As the proclamation produced little effect, Zbinek resorted to other measures. In the May and June of 1408 certain masters of Prague were brought up before the Archbishop’s deputies. Their names were Sigismund of Jistebnicz, Matthias Pater of Knin, Nicholas of Welemowicz, and another of whose name we are ignorant. One of these, Nicholas of Welemowitz, familiarly known as “Abraham,” an unlicensed preacher in the Church of the Holy Ghost at Prague, had asserted the Lollard idea that ‘laymen as well as priests should be allowed to preach,’ and at his trial refused to take any oath, “save by the living God.” Hus, who was present in court, openly defended Nicholas in the matter of the oath by a quotation from Chrysostom, for which he was indebted to Gratian’s Decretum.[2] “Ah, master,” retorted the Vicar-General, Kbel, “you came here to hear, not to talk.” Thus silenced in court, Hus appealed to Zbinek direct. The next day, July 1, 1408—a day which fixes the date of the letter—“Abraham” was released, though not, we imagine, in consequence of Hus’s interference. In reality, the trials were not pressed, though Matthias Pater of Knin was forced to abjure; for Wenzel the King was anxious to further his political projects (see infra, p. 18) by obtaining a clean bill, if we may so put it, for the character of his subjects. Accordingly Zbinek, a few days after the release of “Abraham,” declared in a Synod at Prague (July 17, 1408) ‘that after making diligent inquisition, he could find no heretic in Bohemia.’

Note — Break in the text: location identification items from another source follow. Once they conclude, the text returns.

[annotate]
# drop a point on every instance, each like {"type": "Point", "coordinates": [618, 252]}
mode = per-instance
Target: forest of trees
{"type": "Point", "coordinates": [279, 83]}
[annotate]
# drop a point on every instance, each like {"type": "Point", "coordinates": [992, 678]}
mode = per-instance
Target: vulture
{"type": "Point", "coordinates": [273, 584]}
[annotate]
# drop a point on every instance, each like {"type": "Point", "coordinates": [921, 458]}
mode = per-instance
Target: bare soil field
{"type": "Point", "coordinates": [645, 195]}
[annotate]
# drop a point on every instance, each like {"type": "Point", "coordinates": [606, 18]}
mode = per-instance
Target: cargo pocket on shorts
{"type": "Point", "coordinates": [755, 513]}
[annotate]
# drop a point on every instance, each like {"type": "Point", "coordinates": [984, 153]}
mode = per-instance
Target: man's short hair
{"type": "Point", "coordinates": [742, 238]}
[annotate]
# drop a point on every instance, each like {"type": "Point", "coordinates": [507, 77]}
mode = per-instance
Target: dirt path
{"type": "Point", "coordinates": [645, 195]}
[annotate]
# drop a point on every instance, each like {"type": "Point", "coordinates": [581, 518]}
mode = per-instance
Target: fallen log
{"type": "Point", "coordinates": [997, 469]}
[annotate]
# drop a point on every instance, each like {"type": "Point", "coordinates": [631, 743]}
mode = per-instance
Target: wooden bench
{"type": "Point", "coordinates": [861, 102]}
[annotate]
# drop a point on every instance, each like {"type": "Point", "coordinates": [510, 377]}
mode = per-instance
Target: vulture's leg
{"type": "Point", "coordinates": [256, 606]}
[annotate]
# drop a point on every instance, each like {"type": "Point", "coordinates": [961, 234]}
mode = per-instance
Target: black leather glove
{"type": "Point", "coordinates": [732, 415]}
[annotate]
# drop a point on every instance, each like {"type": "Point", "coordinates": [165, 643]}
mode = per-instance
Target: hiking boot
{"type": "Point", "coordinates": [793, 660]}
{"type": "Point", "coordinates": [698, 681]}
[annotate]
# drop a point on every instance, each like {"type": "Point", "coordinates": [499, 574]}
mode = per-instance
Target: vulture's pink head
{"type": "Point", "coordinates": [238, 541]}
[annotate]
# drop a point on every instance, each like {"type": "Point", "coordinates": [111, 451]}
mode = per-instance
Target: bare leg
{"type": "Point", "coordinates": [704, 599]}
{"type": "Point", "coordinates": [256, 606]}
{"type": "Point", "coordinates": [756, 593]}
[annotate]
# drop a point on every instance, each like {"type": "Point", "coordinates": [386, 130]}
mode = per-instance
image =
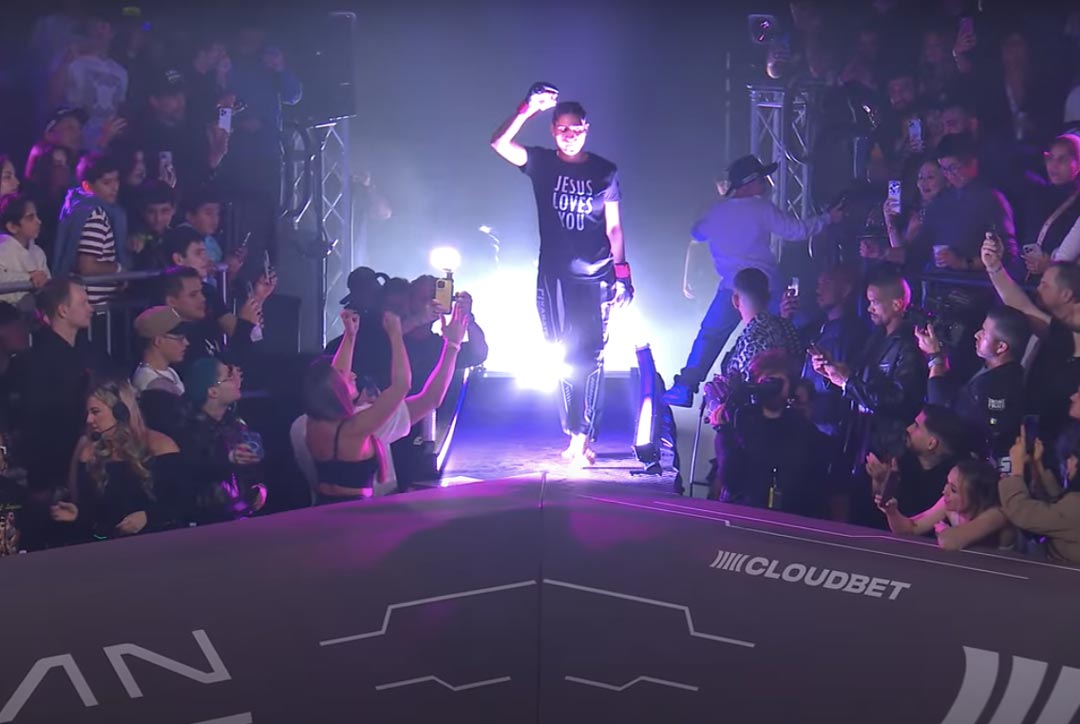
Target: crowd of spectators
{"type": "Point", "coordinates": [934, 387]}
{"type": "Point", "coordinates": [121, 394]}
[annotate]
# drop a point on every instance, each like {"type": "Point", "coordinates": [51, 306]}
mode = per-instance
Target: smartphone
{"type": "Point", "coordinates": [894, 188]}
{"type": "Point", "coordinates": [444, 295]}
{"type": "Point", "coordinates": [164, 164]}
{"type": "Point", "coordinates": [1004, 465]}
{"type": "Point", "coordinates": [1030, 431]}
{"type": "Point", "coordinates": [891, 487]}
{"type": "Point", "coordinates": [225, 119]}
{"type": "Point", "coordinates": [915, 131]}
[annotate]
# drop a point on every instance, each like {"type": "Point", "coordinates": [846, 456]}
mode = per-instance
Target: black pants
{"type": "Point", "coordinates": [574, 314]}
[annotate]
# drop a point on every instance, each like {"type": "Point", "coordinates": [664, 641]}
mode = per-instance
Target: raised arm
{"type": "Point", "coordinates": [439, 381]}
{"type": "Point", "coordinates": [342, 358]}
{"type": "Point", "coordinates": [502, 139]}
{"type": "Point", "coordinates": [1009, 290]}
{"type": "Point", "coordinates": [366, 421]}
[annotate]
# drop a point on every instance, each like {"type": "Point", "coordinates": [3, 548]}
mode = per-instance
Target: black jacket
{"type": "Point", "coordinates": [991, 401]}
{"type": "Point", "coordinates": [890, 384]}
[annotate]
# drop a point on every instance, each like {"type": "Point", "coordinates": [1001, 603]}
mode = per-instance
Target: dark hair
{"type": "Point", "coordinates": [959, 146]}
{"type": "Point", "coordinates": [571, 107]}
{"type": "Point", "coordinates": [39, 163]}
{"type": "Point", "coordinates": [948, 427]}
{"type": "Point", "coordinates": [772, 363]}
{"type": "Point", "coordinates": [752, 282]}
{"type": "Point", "coordinates": [178, 240]}
{"type": "Point", "coordinates": [1013, 329]}
{"type": "Point", "coordinates": [1066, 446]}
{"type": "Point", "coordinates": [899, 72]}
{"type": "Point", "coordinates": [172, 281]}
{"type": "Point", "coordinates": [966, 107]}
{"type": "Point", "coordinates": [12, 209]}
{"type": "Point", "coordinates": [325, 394]}
{"type": "Point", "coordinates": [199, 198]}
{"type": "Point", "coordinates": [93, 166]}
{"type": "Point", "coordinates": [55, 292]}
{"type": "Point", "coordinates": [982, 481]}
{"type": "Point", "coordinates": [1068, 277]}
{"type": "Point", "coordinates": [156, 191]}
{"type": "Point", "coordinates": [9, 313]}
{"type": "Point", "coordinates": [892, 283]}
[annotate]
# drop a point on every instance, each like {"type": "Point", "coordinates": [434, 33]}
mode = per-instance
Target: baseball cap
{"type": "Point", "coordinates": [362, 280]}
{"type": "Point", "coordinates": [61, 114]}
{"type": "Point", "coordinates": [157, 321]}
{"type": "Point", "coordinates": [167, 81]}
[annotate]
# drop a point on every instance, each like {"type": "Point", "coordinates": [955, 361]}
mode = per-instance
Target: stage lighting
{"type": "Point", "coordinates": [647, 432]}
{"type": "Point", "coordinates": [445, 258]}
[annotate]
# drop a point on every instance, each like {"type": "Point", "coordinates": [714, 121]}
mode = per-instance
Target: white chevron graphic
{"type": "Point", "coordinates": [422, 680]}
{"type": "Point", "coordinates": [663, 604]}
{"type": "Point", "coordinates": [648, 680]}
{"type": "Point", "coordinates": [1025, 680]}
{"type": "Point", "coordinates": [235, 719]}
{"type": "Point", "coordinates": [422, 602]}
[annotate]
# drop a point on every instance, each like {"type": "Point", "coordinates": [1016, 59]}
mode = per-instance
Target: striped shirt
{"type": "Point", "coordinates": [98, 242]}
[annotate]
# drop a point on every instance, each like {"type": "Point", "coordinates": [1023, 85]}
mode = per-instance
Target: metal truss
{"type": "Point", "coordinates": [781, 132]}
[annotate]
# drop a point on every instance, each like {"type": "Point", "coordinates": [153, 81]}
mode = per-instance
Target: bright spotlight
{"type": "Point", "coordinates": [445, 258]}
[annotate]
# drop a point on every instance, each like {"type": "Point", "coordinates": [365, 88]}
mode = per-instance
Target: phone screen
{"type": "Point", "coordinates": [444, 294]}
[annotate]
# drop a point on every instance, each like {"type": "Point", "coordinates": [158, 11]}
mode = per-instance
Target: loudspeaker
{"type": "Point", "coordinates": [327, 67]}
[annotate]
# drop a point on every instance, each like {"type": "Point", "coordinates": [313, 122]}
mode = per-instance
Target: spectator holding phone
{"type": "Point", "coordinates": [1053, 209]}
{"type": "Point", "coordinates": [956, 224]}
{"type": "Point", "coordinates": [1054, 316]}
{"type": "Point", "coordinates": [967, 514]}
{"type": "Point", "coordinates": [1056, 515]}
{"type": "Point", "coordinates": [904, 224]}
{"type": "Point", "coordinates": [993, 400]}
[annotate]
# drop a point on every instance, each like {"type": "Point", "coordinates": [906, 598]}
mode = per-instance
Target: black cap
{"type": "Point", "coordinates": [745, 170]}
{"type": "Point", "coordinates": [361, 279]}
{"type": "Point", "coordinates": [61, 114]}
{"type": "Point", "coordinates": [167, 81]}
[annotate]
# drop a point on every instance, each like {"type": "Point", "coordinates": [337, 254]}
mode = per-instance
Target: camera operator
{"type": "Point", "coordinates": [889, 381]}
{"type": "Point", "coordinates": [839, 332]}
{"type": "Point", "coordinates": [767, 454]}
{"type": "Point", "coordinates": [1055, 318]}
{"type": "Point", "coordinates": [993, 400]}
{"type": "Point", "coordinates": [738, 231]}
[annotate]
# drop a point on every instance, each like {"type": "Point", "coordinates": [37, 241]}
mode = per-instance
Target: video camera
{"type": "Point", "coordinates": [942, 318]}
{"type": "Point", "coordinates": [733, 393]}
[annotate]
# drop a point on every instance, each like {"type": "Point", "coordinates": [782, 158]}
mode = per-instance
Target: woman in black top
{"type": "Point", "coordinates": [122, 474]}
{"type": "Point", "coordinates": [341, 440]}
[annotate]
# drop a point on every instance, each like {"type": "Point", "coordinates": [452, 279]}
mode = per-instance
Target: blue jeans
{"type": "Point", "coordinates": [719, 322]}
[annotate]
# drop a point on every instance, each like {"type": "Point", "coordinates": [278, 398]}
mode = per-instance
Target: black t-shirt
{"type": "Point", "coordinates": [570, 199]}
{"type": "Point", "coordinates": [1054, 377]}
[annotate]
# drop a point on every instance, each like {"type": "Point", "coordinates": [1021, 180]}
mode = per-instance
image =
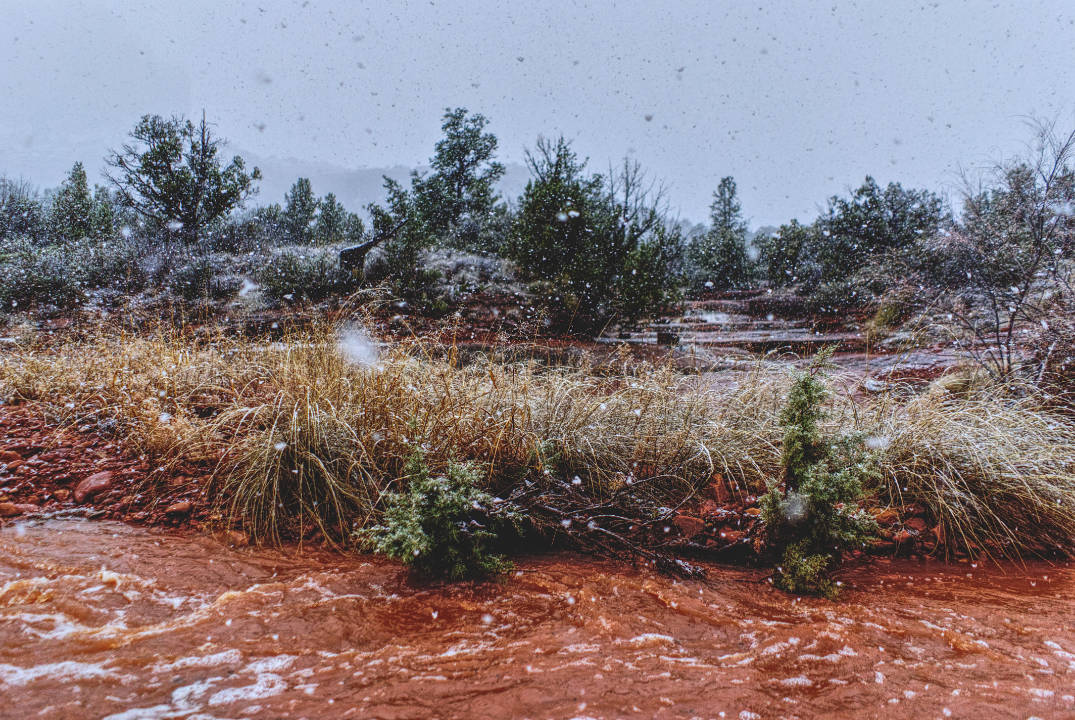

  1. See infra, p. 140: note on “Baccalareus formatus.”
  2. Dec. Pars II. C .22, q. 1, c. 11. Really from Auctor Operis imperfecti in Matt. homily 44 on c. xxiii. (see infra, p. 65, n.). Hus may, however, have learned the passage from Wyclif, who quotes it in full in the Op. Evangel. lib. iii. p. 47 (De Antichristo, lib. i. c. 13).